Luxomania

L'ouvrage:
Charlotte a travaillé dans la publicité. L'agence qui l'employait ayant fait faillite, elle finit par atterrir dans un magasin Montezzo, marque italienne de luxe, en tant que vendeuse. Elle nous raconte une année dans ce monde.

Critique:
La première qualité de ce livre, c'est qu'il correspond totalement à ce à quoi je m'attendais.

Quand on ne connaît pas ce monde, on se doute de certaines choses, mais on ne devine pas à quel point cela peut aller loin. Je sais qu'Edwige Martin a écrit à partir de son expérience, et je suis persuadée qu'elle n'a pas dû beaucoup romancer. Les choses qui peuvent paraître invraisemblables sont, à y bien réfléchir, tellement loufoques et insolites qu'elles sont sûrement vraies. La narratrice pose un oeil enjoué sur tout ce petit monde, et abreuve son lecteur d'anecdotes truculentes, dont la saveur restera longtemps dans son esprit. On est dans un monde totalement à part, un monde qui côtoie le nôtre, et dont nous rêvons... mais après ce livre, je n'en rêve plus tellement. Il montre encore une fois que la grande richesse invite à la démesure, que le pouvoir n'apporte qu'hypocrisie et obséquiosité.

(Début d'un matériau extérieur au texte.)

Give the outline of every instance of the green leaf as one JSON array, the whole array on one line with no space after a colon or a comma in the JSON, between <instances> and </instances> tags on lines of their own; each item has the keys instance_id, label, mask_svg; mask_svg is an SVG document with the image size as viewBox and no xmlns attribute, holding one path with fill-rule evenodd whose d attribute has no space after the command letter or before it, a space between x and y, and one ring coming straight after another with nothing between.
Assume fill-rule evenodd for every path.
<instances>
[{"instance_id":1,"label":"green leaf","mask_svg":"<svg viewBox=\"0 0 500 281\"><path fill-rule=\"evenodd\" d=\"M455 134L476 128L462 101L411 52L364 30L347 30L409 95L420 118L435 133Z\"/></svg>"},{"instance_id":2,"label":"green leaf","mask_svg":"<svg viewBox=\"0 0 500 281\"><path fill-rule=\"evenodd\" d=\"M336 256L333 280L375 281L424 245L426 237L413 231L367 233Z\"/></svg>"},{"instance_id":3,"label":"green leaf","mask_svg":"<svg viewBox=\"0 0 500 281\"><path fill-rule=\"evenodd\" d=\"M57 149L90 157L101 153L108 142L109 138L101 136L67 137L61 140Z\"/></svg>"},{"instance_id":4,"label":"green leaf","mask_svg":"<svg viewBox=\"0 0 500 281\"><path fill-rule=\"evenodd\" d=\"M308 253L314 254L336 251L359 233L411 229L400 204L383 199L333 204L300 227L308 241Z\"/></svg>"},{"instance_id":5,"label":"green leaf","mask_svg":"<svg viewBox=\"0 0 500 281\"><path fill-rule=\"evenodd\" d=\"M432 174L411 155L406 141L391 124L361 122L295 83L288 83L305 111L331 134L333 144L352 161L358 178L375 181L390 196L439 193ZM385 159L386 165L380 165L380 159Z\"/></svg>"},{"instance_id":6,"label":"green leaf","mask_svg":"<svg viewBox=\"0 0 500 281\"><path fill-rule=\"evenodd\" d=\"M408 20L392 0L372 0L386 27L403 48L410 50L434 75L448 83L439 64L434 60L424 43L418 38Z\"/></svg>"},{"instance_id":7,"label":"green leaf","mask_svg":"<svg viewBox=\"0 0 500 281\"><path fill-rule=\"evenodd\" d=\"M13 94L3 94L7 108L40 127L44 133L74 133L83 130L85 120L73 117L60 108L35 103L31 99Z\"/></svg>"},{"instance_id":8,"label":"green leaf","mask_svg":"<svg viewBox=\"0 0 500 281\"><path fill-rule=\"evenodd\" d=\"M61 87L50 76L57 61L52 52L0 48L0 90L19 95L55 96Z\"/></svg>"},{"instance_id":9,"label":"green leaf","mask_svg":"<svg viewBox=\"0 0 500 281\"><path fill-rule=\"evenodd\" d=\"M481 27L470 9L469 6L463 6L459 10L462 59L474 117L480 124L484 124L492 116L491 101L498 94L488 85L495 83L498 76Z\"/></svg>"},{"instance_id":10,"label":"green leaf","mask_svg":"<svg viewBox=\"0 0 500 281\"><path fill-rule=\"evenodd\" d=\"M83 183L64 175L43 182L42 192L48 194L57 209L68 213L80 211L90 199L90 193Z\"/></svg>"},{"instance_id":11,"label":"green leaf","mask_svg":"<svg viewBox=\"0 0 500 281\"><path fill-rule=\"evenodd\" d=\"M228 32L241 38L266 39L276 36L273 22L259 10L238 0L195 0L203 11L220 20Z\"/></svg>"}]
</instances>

Parmi les anecdotes à retenir, ma préférée est sûrement celle de l'album photo offert par madame Fisher où son chien, Aristote, est paré de certaines créations Montezzo.
Parmi les extravagances des clients capricieux (ce genre de magasins en voit passer, des caprices...), on retiendra celle de la princesse Salma, enfant gâtée et exigeante, ou celle de la personne (qui ne doit être qu'un exemple parmi d'autres), qui pique une crise parce que la robe qu'elle veut n'est pas vendue en France.
Mais au moins, celles-là font sourire. Que dire de la femme blasée de toutes les destinations de rêve, qui, par ailleurs, s'offusque parce que le sac à 21000 euros qu'elle a commandé en coûte en réalité 22000! Elle n'est pas la seule dont l'attitude fera soupirer le lecteur.
N'oublions pas Camille, client si particulier, qui cristallise caprice et étrangeté, dont l'anecdote a une chute piquante.

Parmi les bons mots des vendeurs, je retiendrai la fois où Tatiana se fait rappeler à l'ordre à cause de ses boucles d'oreilles. Elle travaille chez Montezzo, elle ne doit rien arborer qui viendrait de la concurrence. Réponse de la «dissidente»: «Je les ai achetées chez Tati.»
Si les étrangetés viennent des clients, il est un personnage à côté duquel il ne faut pas passer: la pittoresque Paloma! Elle va très bien dans ce décor, cet environnement un peu fou.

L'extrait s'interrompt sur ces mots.